Rain over the central to western summer crop areas in March was just in time, or about a week too late to prevent drought damage. Severe damage, especially to the maize crop in early reproductive stages, had already occurred in some parts before the rain fell. The hot, dry conditions currently prevailing are set to cause drought damage to summer crops since the soil water recharge was insufficient to meet the high water demand of crops now in peak water use stages.
Drought conditions intensified over the extreme north-western and western to south-western parts of the country. The situation will become increasingly serious with the approach of winter as farmers are left with very little, or no, food for their animals.
Surface water for large irrigation schemes and storage dams in the summer rainfall area is now sufficient for the winter. However, a problem may start to develop in the 2019/20 season with storage dams that have not been recharged as expected and the rainy season nearing its end. Smaller dams and farm dams are already showing low levels, even for winter production.
The water situation in the Western Cape is better than it was last year at the same time, with the rainy season on hand. If there is not enough rain in the next three to six months, the situation could once again escalate to drought conditions with a shortage of water.
The unpredictability of El Nino continues with lower sea surface temperatures since the beginning of March. Although sea surface temperatures dropped by about 0.3˚C in all the Nino-areas, except Nino 1 and Nino 2, the areas are still solidly in a weak El Nino state.
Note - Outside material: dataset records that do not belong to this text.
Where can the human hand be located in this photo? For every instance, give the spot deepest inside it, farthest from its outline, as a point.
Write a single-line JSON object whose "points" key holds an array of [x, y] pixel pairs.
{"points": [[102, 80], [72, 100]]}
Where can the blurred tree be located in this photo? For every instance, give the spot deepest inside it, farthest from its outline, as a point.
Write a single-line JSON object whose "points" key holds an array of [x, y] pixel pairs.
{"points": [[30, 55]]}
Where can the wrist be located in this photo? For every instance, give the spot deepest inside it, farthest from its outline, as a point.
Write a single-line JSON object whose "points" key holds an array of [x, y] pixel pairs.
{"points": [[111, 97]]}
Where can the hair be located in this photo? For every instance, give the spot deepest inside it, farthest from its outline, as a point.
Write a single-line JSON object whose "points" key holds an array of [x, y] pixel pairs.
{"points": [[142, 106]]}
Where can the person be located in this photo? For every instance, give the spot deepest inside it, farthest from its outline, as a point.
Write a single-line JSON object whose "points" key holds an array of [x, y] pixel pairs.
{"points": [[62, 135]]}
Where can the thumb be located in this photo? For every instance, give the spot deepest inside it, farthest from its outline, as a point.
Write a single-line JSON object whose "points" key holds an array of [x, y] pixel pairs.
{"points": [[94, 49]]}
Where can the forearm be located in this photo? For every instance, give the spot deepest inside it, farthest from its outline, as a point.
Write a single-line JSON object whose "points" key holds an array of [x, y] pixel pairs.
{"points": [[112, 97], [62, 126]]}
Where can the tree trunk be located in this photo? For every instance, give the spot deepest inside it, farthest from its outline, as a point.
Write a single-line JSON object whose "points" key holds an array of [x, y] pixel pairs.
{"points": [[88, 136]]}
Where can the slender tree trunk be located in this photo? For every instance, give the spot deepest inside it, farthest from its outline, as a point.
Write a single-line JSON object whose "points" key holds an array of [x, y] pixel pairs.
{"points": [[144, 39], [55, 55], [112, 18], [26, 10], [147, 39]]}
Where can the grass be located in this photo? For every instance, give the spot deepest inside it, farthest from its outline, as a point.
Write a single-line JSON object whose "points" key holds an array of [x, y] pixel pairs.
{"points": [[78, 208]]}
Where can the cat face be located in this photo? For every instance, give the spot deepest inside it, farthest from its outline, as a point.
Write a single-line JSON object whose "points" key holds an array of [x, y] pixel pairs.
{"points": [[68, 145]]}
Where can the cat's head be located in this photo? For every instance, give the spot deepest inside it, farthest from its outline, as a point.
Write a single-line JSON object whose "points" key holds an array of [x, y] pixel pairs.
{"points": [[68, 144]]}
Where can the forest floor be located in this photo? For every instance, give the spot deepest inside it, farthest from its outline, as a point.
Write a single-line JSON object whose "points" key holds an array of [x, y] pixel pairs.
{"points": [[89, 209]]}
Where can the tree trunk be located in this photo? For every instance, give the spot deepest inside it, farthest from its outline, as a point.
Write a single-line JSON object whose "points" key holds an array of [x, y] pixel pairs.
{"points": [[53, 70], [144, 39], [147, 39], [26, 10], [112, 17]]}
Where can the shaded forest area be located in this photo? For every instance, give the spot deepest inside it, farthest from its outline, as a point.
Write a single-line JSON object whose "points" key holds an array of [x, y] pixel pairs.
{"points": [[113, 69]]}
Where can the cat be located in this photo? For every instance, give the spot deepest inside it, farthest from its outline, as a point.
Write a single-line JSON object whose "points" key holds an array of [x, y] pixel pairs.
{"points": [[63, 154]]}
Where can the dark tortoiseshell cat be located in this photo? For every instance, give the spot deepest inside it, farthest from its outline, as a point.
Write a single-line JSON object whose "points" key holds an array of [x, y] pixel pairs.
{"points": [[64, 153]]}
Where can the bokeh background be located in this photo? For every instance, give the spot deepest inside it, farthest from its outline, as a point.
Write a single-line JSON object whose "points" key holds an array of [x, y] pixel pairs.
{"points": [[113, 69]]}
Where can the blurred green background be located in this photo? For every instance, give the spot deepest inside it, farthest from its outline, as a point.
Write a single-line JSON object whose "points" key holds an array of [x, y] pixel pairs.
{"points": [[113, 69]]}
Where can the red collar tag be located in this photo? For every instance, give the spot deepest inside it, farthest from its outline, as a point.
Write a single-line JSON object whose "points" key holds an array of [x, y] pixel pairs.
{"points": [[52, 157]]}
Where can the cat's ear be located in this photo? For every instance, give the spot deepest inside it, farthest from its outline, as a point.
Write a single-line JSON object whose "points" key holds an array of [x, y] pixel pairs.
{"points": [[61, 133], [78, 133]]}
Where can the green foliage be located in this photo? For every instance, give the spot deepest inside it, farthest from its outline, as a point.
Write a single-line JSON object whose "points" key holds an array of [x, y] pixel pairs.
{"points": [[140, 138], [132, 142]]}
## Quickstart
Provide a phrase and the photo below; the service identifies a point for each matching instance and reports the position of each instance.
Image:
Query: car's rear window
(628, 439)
It is too early to predict with any certainty what will happen during winter, and in the summer of 2019/20, because of the volatile status of temperatures in the Nino areas during winter and early spring.
The southern oscillation index (SOI), the measure of interaction between sea surface temperatures and climate systems, has remained negative since about the beginning of February with a 30-day average value on 19 March of -12.53 (-30 = very strong El Nino and +30 = very strong La Nina).
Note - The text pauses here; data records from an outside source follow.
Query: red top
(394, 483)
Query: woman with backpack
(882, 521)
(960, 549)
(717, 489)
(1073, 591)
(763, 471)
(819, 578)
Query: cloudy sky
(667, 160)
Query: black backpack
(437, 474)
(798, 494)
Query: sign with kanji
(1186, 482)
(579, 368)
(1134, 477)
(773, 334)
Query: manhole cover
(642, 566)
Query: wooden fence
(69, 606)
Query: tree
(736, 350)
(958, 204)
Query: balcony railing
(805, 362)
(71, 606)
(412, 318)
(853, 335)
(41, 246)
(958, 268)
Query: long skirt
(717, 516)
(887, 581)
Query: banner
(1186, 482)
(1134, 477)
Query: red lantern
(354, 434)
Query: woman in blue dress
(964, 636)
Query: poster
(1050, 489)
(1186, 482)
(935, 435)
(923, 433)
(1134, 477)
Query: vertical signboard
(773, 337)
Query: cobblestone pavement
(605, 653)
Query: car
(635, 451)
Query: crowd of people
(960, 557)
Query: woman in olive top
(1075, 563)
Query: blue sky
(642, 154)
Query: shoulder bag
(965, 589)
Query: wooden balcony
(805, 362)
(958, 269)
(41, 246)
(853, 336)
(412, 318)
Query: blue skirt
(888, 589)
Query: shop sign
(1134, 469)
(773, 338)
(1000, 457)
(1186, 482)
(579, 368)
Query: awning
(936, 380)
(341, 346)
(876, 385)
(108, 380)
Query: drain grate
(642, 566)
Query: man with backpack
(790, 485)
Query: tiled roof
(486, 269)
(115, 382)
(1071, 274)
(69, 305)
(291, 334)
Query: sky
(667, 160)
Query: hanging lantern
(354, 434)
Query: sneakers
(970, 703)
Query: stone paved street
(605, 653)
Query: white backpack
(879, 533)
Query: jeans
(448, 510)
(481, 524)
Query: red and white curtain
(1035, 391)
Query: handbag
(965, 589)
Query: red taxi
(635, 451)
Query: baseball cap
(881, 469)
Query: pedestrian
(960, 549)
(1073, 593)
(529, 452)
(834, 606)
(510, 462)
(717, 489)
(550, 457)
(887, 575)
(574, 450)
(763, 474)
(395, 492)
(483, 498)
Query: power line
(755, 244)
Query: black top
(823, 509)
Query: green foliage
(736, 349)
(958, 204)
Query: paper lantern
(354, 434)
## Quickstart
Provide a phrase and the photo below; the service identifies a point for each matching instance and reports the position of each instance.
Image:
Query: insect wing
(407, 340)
Warming of the Indian Ocean to the east and south of Madagascar has taken place in the latter half of February. The Indian Ocean dipole index (IOD) is now in the neutral phase, but it is expected to change to neutral/positive in the months to come. A positive phase of the IOD is a negative signal for rainfall for Southern Africa, and vice versa for the negative phase.
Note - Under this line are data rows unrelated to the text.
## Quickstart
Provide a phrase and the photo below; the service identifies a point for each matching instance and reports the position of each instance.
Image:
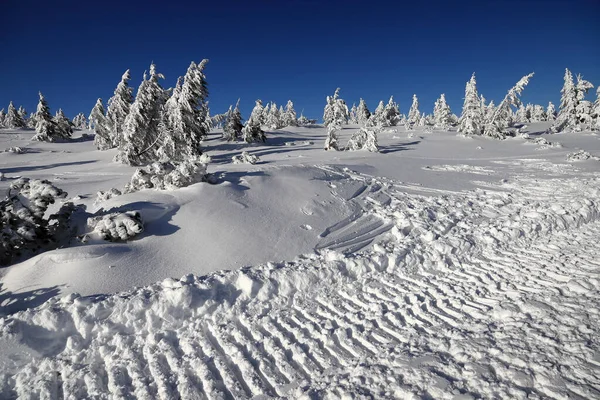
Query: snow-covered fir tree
(352, 115)
(502, 119)
(414, 113)
(362, 113)
(273, 118)
(471, 119)
(442, 115)
(232, 129)
(550, 112)
(80, 121)
(289, 115)
(44, 123)
(13, 119)
(141, 133)
(63, 124)
(391, 113)
(335, 110)
(100, 125)
(252, 131)
(188, 112)
(378, 116)
(118, 108)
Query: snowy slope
(441, 267)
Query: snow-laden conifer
(471, 119)
(289, 115)
(414, 113)
(232, 129)
(252, 131)
(13, 119)
(63, 124)
(100, 125)
(140, 133)
(442, 115)
(501, 121)
(335, 110)
(118, 108)
(362, 113)
(44, 123)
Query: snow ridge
(447, 282)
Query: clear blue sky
(76, 51)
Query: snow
(441, 267)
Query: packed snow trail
(491, 293)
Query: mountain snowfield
(441, 267)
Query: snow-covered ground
(441, 267)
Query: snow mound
(581, 155)
(120, 226)
(245, 158)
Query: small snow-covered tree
(413, 113)
(335, 110)
(99, 124)
(501, 121)
(63, 125)
(550, 112)
(232, 129)
(252, 131)
(471, 119)
(362, 113)
(352, 116)
(13, 119)
(442, 115)
(80, 121)
(118, 107)
(140, 133)
(44, 125)
(391, 113)
(289, 116)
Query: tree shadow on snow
(11, 303)
(14, 170)
(398, 147)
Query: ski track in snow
(491, 293)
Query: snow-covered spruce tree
(352, 116)
(501, 121)
(378, 116)
(252, 131)
(80, 121)
(364, 139)
(193, 122)
(100, 125)
(289, 115)
(44, 124)
(232, 129)
(539, 113)
(470, 122)
(391, 113)
(13, 119)
(118, 107)
(362, 113)
(413, 113)
(24, 228)
(273, 118)
(335, 110)
(550, 112)
(63, 125)
(442, 115)
(140, 133)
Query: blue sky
(302, 50)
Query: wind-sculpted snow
(490, 293)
The rainfall season is rapidly coming to an end. Short-term forecasts are however still indicating that there is some rain possible in the last week of March and in the second week of April, but heavy falls are not expected, especially over the central to western parts of the country.
Expected rainfall conditions are poor over most of the western parts of the country including the western parts of the Northwest Province, western to southern parts of the Northern Cape and western parts of the Eastern Cape.
The frost risk remains high for late-planted summer crops but short- to medium-term forecasts show temperatures of below 5˚C will occur only towards the latter part of April. Frost in the last two weeks of April could still cause some damage to maize and sunflower crops.
Very little rain is expected in the coming weeks over the south-west Cape, but light falls are possible over the southern Cape, the eastern coastal areas and the adjacent interior.
It likely there will be very little rain in Namibia for the rest of the summer and autumn. Light falls only are possible in some areas, in the last week of March.